Localize your cat at home with BLE beacon, ESP32s, and Machine Learning

tl;dr / abstract. System which can be used for localization the position of a cat in a building using bluetooth low energy (BLE) beacons attached to the object, a set of cheap ESP32 detectors, and Machine Learning models.

How it works
Hardware setup
Software setup
Training and testing of ML models
Detecting
Tips and tricks
Improvements of the accuracy
Further directions
Acknowledgements

How it works

This is an overwiev of a pipeline for creating an inhouse cat locator. Actually, it can be applied to any animal (including humans) or object, and any building. The system works as follows:

The cat with a small BLE beacon, is emiting BLE signals
BLE signal is detected by ESP32s located here and there; they are measuring he signal strength of the BLE beacon.
Each ESP32 sends data to the server (database)
The python program is fetching the last measurements from all ESP32 detectors (i.e., signal strenght values)
Using trained machine learning models it predicts the location of the cat

:bulb: The challenge here is to use a number of detectors which is significantly lower than the number of rooms and make ML do the rest.
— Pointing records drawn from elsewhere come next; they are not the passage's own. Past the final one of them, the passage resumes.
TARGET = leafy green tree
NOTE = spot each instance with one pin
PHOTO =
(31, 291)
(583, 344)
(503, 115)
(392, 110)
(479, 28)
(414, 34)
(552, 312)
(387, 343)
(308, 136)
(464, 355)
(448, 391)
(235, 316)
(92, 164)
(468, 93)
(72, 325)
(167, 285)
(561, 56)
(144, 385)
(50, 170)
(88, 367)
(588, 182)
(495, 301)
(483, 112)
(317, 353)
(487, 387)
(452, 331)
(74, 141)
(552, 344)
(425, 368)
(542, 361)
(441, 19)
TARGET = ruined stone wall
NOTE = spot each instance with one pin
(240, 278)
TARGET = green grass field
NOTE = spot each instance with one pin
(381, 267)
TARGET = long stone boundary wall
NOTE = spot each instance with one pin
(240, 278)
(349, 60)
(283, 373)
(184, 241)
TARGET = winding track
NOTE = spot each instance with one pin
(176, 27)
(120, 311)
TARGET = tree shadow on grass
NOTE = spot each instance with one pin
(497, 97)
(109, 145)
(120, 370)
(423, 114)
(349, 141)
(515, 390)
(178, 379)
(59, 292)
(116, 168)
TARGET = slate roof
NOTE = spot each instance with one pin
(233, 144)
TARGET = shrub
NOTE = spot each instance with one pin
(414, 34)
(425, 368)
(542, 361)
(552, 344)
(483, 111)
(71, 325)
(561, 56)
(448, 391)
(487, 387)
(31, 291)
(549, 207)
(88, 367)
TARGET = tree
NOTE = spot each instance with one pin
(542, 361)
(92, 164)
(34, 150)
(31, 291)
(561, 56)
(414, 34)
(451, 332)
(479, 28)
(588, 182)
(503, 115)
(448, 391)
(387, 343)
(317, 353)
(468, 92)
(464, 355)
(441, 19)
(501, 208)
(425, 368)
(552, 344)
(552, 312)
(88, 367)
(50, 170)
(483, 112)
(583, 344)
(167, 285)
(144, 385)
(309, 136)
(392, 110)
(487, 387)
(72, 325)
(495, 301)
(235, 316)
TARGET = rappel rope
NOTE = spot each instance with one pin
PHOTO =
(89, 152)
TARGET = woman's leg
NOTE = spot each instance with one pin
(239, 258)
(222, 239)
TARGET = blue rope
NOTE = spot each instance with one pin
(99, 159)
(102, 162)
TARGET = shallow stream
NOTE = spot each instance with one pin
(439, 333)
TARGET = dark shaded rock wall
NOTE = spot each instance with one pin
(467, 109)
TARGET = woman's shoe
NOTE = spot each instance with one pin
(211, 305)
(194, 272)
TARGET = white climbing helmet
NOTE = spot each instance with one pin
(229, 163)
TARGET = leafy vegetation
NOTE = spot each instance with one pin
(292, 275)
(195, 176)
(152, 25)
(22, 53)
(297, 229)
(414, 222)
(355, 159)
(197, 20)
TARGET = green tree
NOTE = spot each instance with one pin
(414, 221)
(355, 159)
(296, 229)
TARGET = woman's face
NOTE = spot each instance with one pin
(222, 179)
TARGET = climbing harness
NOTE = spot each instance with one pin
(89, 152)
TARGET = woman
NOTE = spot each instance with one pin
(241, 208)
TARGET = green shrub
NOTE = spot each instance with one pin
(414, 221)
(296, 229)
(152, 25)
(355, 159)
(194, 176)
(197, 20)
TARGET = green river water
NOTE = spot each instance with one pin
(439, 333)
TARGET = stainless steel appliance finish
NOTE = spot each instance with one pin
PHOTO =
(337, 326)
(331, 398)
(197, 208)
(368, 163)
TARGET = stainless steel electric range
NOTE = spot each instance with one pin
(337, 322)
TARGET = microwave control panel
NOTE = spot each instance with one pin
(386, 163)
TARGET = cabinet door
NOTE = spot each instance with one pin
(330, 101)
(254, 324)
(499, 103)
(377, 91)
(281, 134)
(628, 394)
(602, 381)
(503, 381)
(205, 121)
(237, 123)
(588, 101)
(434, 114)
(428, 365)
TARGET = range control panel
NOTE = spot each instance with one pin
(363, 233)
:bulb: This is not a ready-to-use set of programs. As each situation is different (i.e, hardware setup, house size, number of rooms etc), please treat this repo as a framework to build and customize your own system.

Hardware setup

Moving object to track. A cat. A dog is also fine. Be careful with fishes. Can be more than one. I used two cats. 💰 ~ 0 $
BLE transmitters. A BLE beacon. Anything will be good. I used NotiOne buttons, they work well and has an additional functionality (not used here). But something cheaper will work too. 💰 n x 10-20 $
BLE detectors. I used four ESP32. I guess 4-6 for moderate house/flat should be enough. One can use also modern raspberry pi with BLE. 💰 n x 4 $
Data processing. A server/computer. I worked with amd64 Debian, but any Raspberry Pi should be also good. Can be remote. Can be done in a microcontroller (see: further directions)
WiFi Connectivity (ESPs to the server)

Optional:

LCD display showing the current location of the cat. I'm using TTGO1

Software setup

BLE beacon

Nothing to configure nor code here :-)

Detectors

ESP32

I provide a simple C/Arduino code for the detector. Of course it can do much more (my ESPs also measure temperature, humidity and other parameters):

simple C/Arduino program for BLE scanning and talking with a server

Many things can be tuned and optimized (eg array of MAC addreses instead of single variables, reading MAC addresses from the server etc).

Raspberry Pi

(this solution was not thoroughly tested!)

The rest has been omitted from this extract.